I'm so very sorry, PJ.  Zoey was a doll and was so lucky to have you and your husband for parents. Hang in there. You guys are in all of our thoughts.


----------



## cylaura (Jan 13, 2011)

Oh, PJ, I am so, so sorry. I know how much you loved Zoey and how lucky she was to have found her forever home with you. My thoughts are with you guys. Thank you so much for always sharing your sweet stories of her here with us. HUGS!


----------



## LizardGirl (Aug 25, 2008)

Oh no! I'm so sorry she had to move on, poor sweet girl... (hugs to you)


----------



## MomLady (Aug 14, 2010)

Hugs to you.

I am so sorry for your loss. 

I'm glad she was rescued by you. 

I have such a big lump in my throat. So sorry.

Donna


----------



## Christemo (Oct 5, 2011)

I'm so, so sorry.


----------



## sweetergrrrl (May 5, 2009)

Link and I are sending hugs to you, hedge-dad and Cholla. I am sorry to see Zoey go, she was a character!! 

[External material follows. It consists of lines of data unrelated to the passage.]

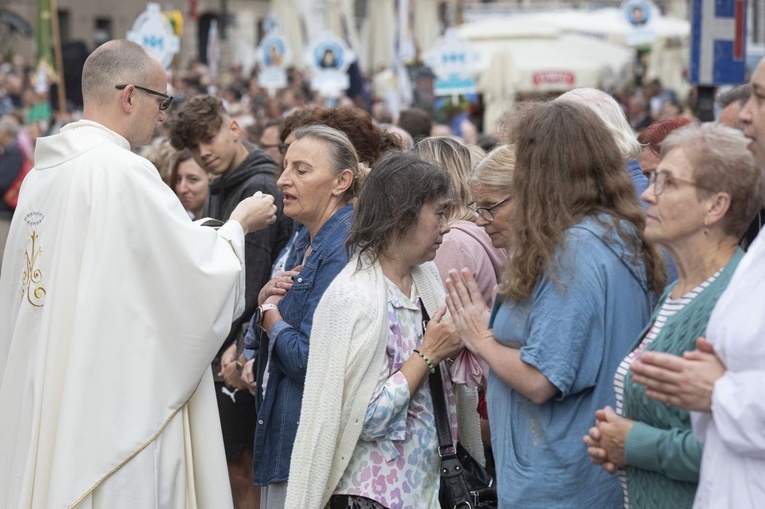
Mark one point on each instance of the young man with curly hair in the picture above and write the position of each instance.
(215, 140)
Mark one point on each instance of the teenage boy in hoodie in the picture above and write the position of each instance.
(203, 126)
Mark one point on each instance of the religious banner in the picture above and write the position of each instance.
(328, 58)
(153, 31)
(273, 55)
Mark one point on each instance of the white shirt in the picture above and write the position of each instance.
(113, 305)
(733, 464)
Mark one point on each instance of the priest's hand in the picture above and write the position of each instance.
(228, 369)
(248, 376)
(279, 285)
(255, 213)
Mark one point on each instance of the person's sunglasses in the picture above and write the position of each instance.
(166, 99)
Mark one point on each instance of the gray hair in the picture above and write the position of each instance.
(611, 114)
(495, 171)
(343, 155)
(721, 162)
(117, 62)
(453, 158)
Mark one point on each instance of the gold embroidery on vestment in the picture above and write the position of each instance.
(32, 277)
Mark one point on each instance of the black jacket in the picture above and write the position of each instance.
(256, 173)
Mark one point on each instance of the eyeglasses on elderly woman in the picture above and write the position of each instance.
(487, 213)
(661, 179)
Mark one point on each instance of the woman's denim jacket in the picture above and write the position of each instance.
(279, 407)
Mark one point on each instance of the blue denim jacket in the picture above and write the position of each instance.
(279, 407)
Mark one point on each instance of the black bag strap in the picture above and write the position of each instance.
(452, 477)
(439, 400)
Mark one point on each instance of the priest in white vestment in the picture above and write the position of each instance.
(112, 306)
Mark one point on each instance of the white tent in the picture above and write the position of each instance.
(530, 56)
(610, 24)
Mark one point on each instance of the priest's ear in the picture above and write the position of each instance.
(127, 97)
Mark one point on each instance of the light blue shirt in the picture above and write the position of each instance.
(575, 329)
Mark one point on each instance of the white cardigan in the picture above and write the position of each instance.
(348, 343)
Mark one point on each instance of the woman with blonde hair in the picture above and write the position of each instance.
(190, 182)
(574, 294)
(320, 180)
(466, 244)
(367, 436)
(701, 199)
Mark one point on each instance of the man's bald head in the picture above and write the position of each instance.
(115, 63)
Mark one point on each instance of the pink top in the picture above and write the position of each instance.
(468, 245)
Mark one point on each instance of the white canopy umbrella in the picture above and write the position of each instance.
(426, 27)
(380, 35)
(529, 56)
(611, 25)
(544, 59)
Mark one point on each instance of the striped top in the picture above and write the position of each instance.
(668, 308)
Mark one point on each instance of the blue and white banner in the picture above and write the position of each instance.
(718, 42)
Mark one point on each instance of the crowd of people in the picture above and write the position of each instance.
(234, 301)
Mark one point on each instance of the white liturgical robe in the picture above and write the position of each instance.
(733, 464)
(112, 306)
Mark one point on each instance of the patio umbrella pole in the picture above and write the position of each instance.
(57, 54)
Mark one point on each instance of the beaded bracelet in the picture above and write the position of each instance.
(431, 367)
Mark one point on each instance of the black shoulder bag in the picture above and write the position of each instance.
(464, 482)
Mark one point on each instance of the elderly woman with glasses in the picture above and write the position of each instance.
(574, 295)
(700, 201)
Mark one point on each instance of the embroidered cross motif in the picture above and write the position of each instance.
(32, 276)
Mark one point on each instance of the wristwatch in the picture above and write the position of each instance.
(260, 313)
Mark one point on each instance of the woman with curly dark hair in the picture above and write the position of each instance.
(574, 295)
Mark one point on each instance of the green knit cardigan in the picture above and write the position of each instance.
(663, 457)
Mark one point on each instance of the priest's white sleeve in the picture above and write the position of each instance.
(738, 410)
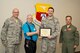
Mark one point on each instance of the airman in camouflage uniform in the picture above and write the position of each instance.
(69, 36)
(11, 33)
(48, 44)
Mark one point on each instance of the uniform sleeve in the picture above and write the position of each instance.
(21, 33)
(25, 28)
(42, 23)
(61, 37)
(57, 29)
(4, 32)
(76, 38)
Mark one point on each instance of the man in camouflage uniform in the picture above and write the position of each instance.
(69, 36)
(48, 44)
(11, 33)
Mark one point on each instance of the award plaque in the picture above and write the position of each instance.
(44, 32)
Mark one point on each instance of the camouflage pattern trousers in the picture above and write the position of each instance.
(12, 48)
(48, 46)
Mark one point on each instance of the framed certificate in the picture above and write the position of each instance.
(44, 32)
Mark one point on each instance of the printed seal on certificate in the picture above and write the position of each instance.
(44, 32)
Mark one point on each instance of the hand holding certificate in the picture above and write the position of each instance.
(45, 32)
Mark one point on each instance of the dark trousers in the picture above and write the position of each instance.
(30, 46)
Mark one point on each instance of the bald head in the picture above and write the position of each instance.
(15, 12)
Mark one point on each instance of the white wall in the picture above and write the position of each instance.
(62, 8)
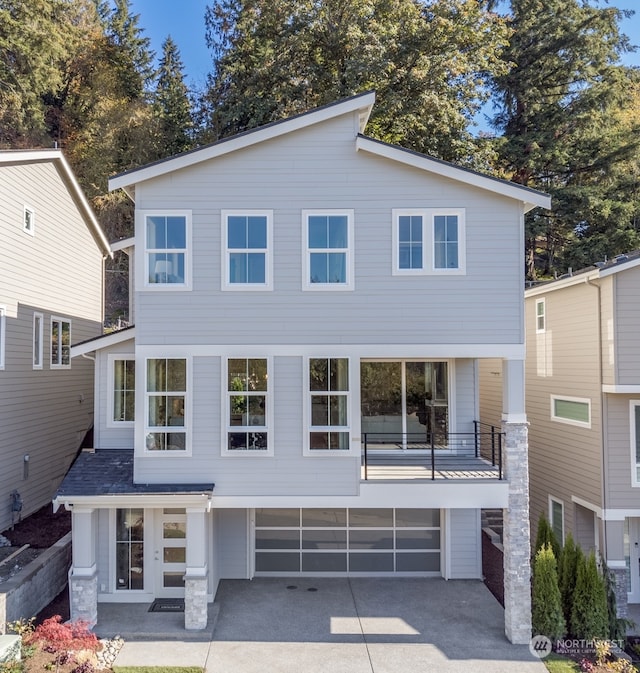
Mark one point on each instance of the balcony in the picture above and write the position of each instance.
(433, 456)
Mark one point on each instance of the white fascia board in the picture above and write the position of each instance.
(111, 339)
(530, 198)
(426, 494)
(361, 104)
(55, 155)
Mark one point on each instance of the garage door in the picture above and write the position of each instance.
(347, 541)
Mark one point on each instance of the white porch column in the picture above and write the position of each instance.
(196, 576)
(516, 535)
(83, 578)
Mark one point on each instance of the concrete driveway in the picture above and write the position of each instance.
(363, 625)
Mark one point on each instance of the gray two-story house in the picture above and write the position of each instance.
(299, 395)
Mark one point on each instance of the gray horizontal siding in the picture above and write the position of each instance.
(319, 168)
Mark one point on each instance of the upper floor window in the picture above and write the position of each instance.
(248, 407)
(167, 249)
(60, 342)
(246, 251)
(166, 397)
(124, 388)
(29, 220)
(540, 316)
(429, 240)
(571, 410)
(328, 427)
(38, 328)
(329, 250)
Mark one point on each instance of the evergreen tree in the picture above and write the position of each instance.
(558, 110)
(546, 604)
(589, 613)
(426, 60)
(172, 103)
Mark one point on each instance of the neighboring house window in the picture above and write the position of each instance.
(571, 410)
(38, 328)
(124, 388)
(60, 342)
(129, 549)
(328, 405)
(329, 250)
(634, 415)
(29, 221)
(166, 428)
(429, 240)
(556, 518)
(540, 316)
(166, 240)
(247, 406)
(246, 250)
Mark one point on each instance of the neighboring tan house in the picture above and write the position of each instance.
(51, 261)
(310, 308)
(583, 406)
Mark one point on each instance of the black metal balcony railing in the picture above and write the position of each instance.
(450, 455)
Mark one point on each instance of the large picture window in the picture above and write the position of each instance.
(166, 392)
(329, 400)
(166, 257)
(247, 243)
(329, 253)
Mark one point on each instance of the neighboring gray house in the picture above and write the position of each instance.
(51, 260)
(310, 308)
(583, 405)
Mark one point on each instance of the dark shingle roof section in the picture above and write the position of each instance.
(110, 472)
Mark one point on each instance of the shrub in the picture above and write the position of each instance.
(547, 616)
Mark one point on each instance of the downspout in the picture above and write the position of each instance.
(603, 480)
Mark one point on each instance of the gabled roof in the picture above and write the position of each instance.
(362, 103)
(55, 156)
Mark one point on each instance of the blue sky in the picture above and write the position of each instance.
(184, 21)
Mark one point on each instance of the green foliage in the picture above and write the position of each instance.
(589, 615)
(427, 61)
(546, 615)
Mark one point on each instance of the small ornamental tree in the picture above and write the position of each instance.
(547, 615)
(589, 613)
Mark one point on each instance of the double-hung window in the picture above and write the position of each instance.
(166, 393)
(328, 411)
(38, 329)
(247, 408)
(429, 241)
(60, 342)
(167, 249)
(247, 244)
(328, 237)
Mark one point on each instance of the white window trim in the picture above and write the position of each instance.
(541, 330)
(32, 229)
(142, 403)
(244, 287)
(428, 242)
(40, 333)
(225, 427)
(568, 421)
(354, 446)
(557, 501)
(55, 318)
(632, 437)
(142, 277)
(111, 422)
(350, 253)
(3, 331)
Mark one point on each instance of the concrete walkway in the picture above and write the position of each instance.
(339, 625)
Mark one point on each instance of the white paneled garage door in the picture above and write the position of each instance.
(347, 541)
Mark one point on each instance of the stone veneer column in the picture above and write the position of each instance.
(516, 535)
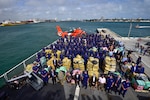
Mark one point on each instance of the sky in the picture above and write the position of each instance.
(73, 9)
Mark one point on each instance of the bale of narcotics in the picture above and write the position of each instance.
(93, 64)
(48, 51)
(29, 68)
(78, 63)
(50, 63)
(66, 62)
(58, 54)
(91, 73)
(109, 64)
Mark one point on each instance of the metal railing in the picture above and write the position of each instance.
(19, 68)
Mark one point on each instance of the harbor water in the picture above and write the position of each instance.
(19, 42)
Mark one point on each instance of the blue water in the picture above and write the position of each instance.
(19, 42)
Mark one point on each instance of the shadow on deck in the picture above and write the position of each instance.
(48, 92)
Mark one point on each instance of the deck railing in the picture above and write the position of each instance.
(19, 68)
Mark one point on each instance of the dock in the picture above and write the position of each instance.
(130, 45)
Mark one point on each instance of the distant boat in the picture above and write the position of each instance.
(137, 26)
(9, 23)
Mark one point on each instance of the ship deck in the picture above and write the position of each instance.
(67, 92)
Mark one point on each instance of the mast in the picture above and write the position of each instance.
(130, 30)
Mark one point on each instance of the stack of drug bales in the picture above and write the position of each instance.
(66, 62)
(93, 66)
(109, 64)
(58, 54)
(78, 63)
(50, 62)
(48, 52)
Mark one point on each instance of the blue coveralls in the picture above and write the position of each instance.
(109, 83)
(117, 84)
(125, 84)
(85, 80)
(44, 75)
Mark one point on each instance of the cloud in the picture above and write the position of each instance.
(75, 9)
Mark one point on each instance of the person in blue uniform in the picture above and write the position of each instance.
(44, 75)
(117, 83)
(124, 87)
(53, 76)
(77, 79)
(93, 81)
(35, 69)
(109, 83)
(85, 79)
(140, 69)
(55, 62)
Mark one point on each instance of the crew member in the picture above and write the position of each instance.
(53, 76)
(101, 82)
(77, 79)
(85, 79)
(109, 83)
(93, 81)
(124, 87)
(117, 83)
(44, 75)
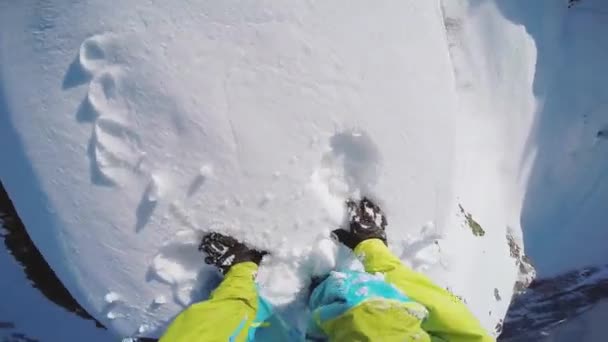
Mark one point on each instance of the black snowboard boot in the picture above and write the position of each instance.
(225, 251)
(365, 221)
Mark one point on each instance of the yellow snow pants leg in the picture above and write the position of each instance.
(448, 318)
(228, 315)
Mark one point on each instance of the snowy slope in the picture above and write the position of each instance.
(132, 128)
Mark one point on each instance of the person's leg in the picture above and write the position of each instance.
(232, 311)
(349, 306)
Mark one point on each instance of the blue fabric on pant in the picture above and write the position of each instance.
(341, 291)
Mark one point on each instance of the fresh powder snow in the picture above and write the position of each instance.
(132, 129)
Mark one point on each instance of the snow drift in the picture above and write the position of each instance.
(131, 129)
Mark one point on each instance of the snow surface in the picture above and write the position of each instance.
(133, 128)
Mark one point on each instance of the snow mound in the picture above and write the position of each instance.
(150, 125)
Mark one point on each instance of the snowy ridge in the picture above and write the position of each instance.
(155, 124)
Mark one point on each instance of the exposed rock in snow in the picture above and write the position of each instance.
(550, 302)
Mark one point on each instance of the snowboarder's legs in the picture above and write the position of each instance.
(234, 310)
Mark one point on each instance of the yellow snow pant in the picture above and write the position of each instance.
(448, 318)
(228, 315)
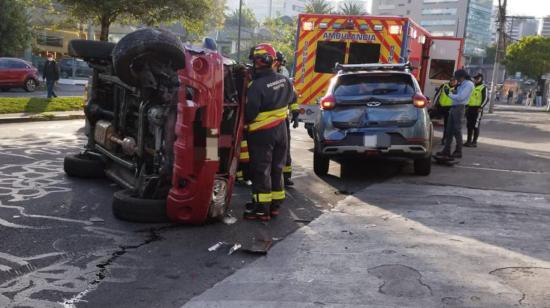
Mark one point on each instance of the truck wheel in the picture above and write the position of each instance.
(423, 166)
(83, 166)
(89, 50)
(130, 208)
(320, 164)
(156, 43)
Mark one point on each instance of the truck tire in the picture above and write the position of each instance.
(161, 44)
(320, 163)
(89, 50)
(423, 166)
(127, 207)
(83, 166)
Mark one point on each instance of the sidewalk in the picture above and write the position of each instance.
(404, 245)
(520, 108)
(46, 116)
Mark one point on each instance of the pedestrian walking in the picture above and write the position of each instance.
(444, 103)
(474, 110)
(293, 107)
(266, 110)
(510, 97)
(538, 98)
(456, 113)
(51, 75)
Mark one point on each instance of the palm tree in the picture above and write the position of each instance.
(351, 7)
(318, 7)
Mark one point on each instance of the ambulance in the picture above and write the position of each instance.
(324, 40)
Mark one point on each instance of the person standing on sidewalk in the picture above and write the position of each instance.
(51, 75)
(474, 110)
(444, 103)
(456, 113)
(266, 112)
(293, 107)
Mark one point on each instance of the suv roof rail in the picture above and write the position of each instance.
(373, 67)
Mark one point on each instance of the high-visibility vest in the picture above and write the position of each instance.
(268, 119)
(444, 99)
(475, 99)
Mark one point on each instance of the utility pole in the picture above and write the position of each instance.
(500, 52)
(239, 31)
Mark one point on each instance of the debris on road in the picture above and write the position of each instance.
(229, 220)
(96, 219)
(216, 246)
(235, 247)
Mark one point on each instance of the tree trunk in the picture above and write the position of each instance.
(105, 24)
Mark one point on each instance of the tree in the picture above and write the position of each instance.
(318, 7)
(105, 12)
(15, 31)
(351, 7)
(529, 56)
(248, 18)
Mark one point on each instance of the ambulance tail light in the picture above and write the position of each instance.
(420, 101)
(395, 29)
(328, 102)
(307, 26)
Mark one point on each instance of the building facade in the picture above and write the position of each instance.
(518, 27)
(470, 19)
(545, 27)
(270, 8)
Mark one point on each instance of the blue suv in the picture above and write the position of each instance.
(373, 110)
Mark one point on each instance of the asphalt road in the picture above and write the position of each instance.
(60, 90)
(60, 246)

These posts always make me realize how precious Link and my Hammys are. I am going to get Link out right now for an afternoon of cuddle time.


----------



## SquiggyTheHedgie (Jul 26, 2011)

Sweet Zoey, may you rest in peace knowing you were loved so very much by your family. You will be greatly missed.


----------



## shetland (Sep 2, 2008)

I was shocked and the tears burned my eyes. Our little angel Zoey really was an angel now. I remember something my good friend Nikki (MaMa to the late beloved Geoffrey) told me when my most loved Skeeter died. She told me that the reason why it hurt so much is that he brought me so much love and joy. I am sure the same is true of sweet Zoey. Imagine, an angel with that adorable face and priceless grin.


----------



## tie-dye hedgie (Dec 19, 2009)

PJ and Triple-H, 
I am so, so, very sorry to hear. Many hugs and prayers go to you two, as well as Cholla and Pepper. I posted in your thread of the painting of Zoey, I thought it was one of the best paintings you have ever done. Rest in Peace Zoey.


----------